Restraining Order on Ferguson-Area Police


     ST. LOUIS (CN) – A federal judge in St. Louis issued a temporary restraining order Thursday, requiring law enforcement officers to warn protesting crowds before using tear gas.
     U.S. District Judge Carol Jackson’s ruling stems from a lawsuit filed Monday by six Ferguson protesters who claim use of tear gas and other heavy-handed police tactics are a form of intimidation and chills their right to free speech.
     Jackson’s order requires that police warn crowds of the impending use of tear gas, provide reasonable time for protesters to disperse and to allow crowds means of safe egress.
     The order does not define what the court considers reasonable.

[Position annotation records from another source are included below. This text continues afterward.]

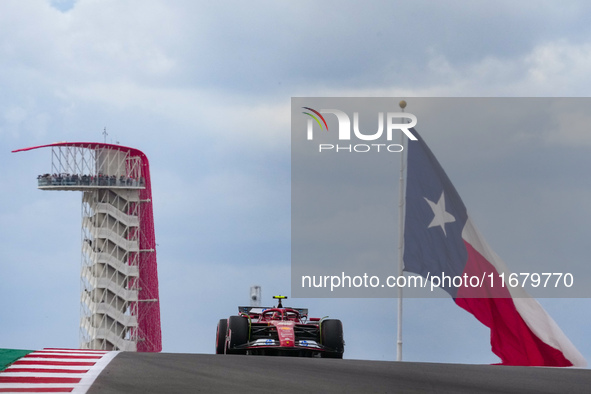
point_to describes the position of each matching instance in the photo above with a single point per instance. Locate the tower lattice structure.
(120, 308)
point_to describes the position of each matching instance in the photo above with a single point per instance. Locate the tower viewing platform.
(120, 307)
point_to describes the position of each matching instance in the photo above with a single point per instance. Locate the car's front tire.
(238, 330)
(220, 337)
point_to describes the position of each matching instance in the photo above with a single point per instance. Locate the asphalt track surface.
(140, 373)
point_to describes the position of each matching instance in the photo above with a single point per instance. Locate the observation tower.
(120, 308)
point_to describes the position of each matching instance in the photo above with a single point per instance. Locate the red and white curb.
(55, 371)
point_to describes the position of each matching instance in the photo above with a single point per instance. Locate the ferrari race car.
(279, 331)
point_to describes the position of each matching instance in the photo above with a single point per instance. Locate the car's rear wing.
(261, 309)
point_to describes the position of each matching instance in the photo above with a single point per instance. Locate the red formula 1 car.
(279, 331)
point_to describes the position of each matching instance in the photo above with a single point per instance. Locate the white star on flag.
(441, 216)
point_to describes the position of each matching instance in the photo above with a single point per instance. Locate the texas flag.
(439, 238)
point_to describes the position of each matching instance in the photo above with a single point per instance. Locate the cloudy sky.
(204, 89)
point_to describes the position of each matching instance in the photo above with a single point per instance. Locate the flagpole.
(402, 105)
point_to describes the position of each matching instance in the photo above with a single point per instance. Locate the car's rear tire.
(238, 330)
(220, 336)
(332, 337)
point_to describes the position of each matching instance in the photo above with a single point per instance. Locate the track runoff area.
(96, 372)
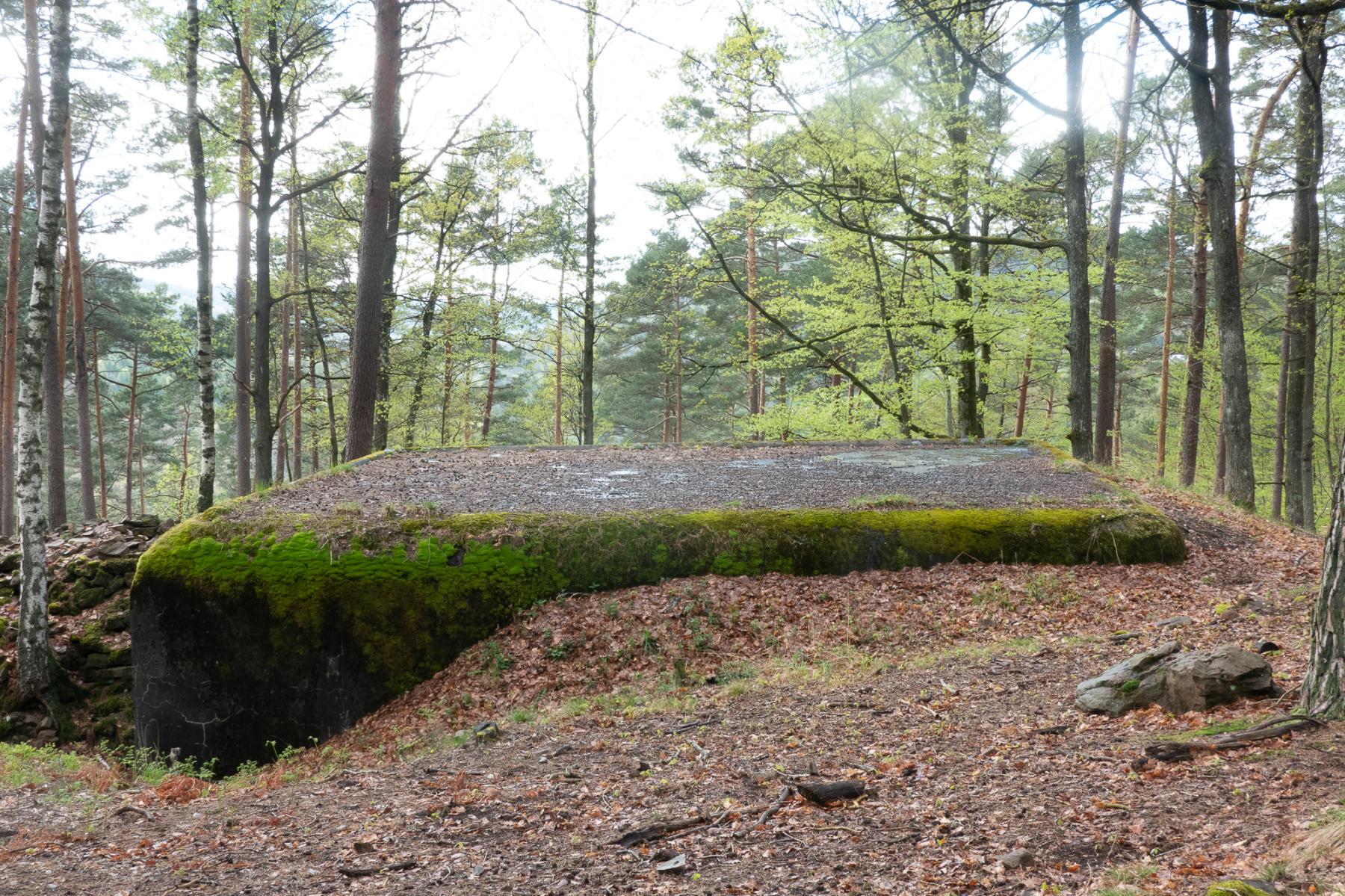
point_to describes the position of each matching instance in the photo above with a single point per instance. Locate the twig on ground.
(1269, 729)
(128, 808)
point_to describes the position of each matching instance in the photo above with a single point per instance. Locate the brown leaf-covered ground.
(946, 692)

     Jackson said at a hearing Thursday that she would leave that up to police discretion.
     The judge said at the hearing that people may engage in peaceful, nonviolent political speech without being lumped in with criminals.
     “There was no distinction drawn in the way peaceful protesters were treated and the way criminals were treated, even though the police do make those distinctions in other situations,” Jackson said.
     Jackson, however, rejected the protesters’ request that tear gas be used only as a last resort. She found there was no way to gauge that circumstance.
     Judge Jackson will hold a hearing on the request for a preliminary injunction on Jan. 6, 2015.
     Plaintiffs on Thursday testified in detail about the policing of the Ferguson protests that began in August. Police officers from St. Louis City and County testified in the hearing that they did what was necessary to control the sometimes violent protests.
     Bob Grant, deputy St. Louis County counselor, told the Post-Dispatch: “Our position is that the police acted properly and did not use excessive force or use weaponry that was uncalled for.”
     The protests began after Ferguson police Officer Darren Wilson fatally shot Michael Brown on Aug. 9. Looting and violence marked the early days of the protests and flared up again after a grand jury declined to indict Wilson on Nov. 24.
     “We’re not asking for crazy things here,” plaintiffs’ attorney Thomas B. Harvey told the Post-Dispatch. “Wear your ID. If you’re going to make your announcement to disperse, give people the right, a place, a way that they can comply with that order, and if you’re going to declare something an unlawful assembly, follow the statute.”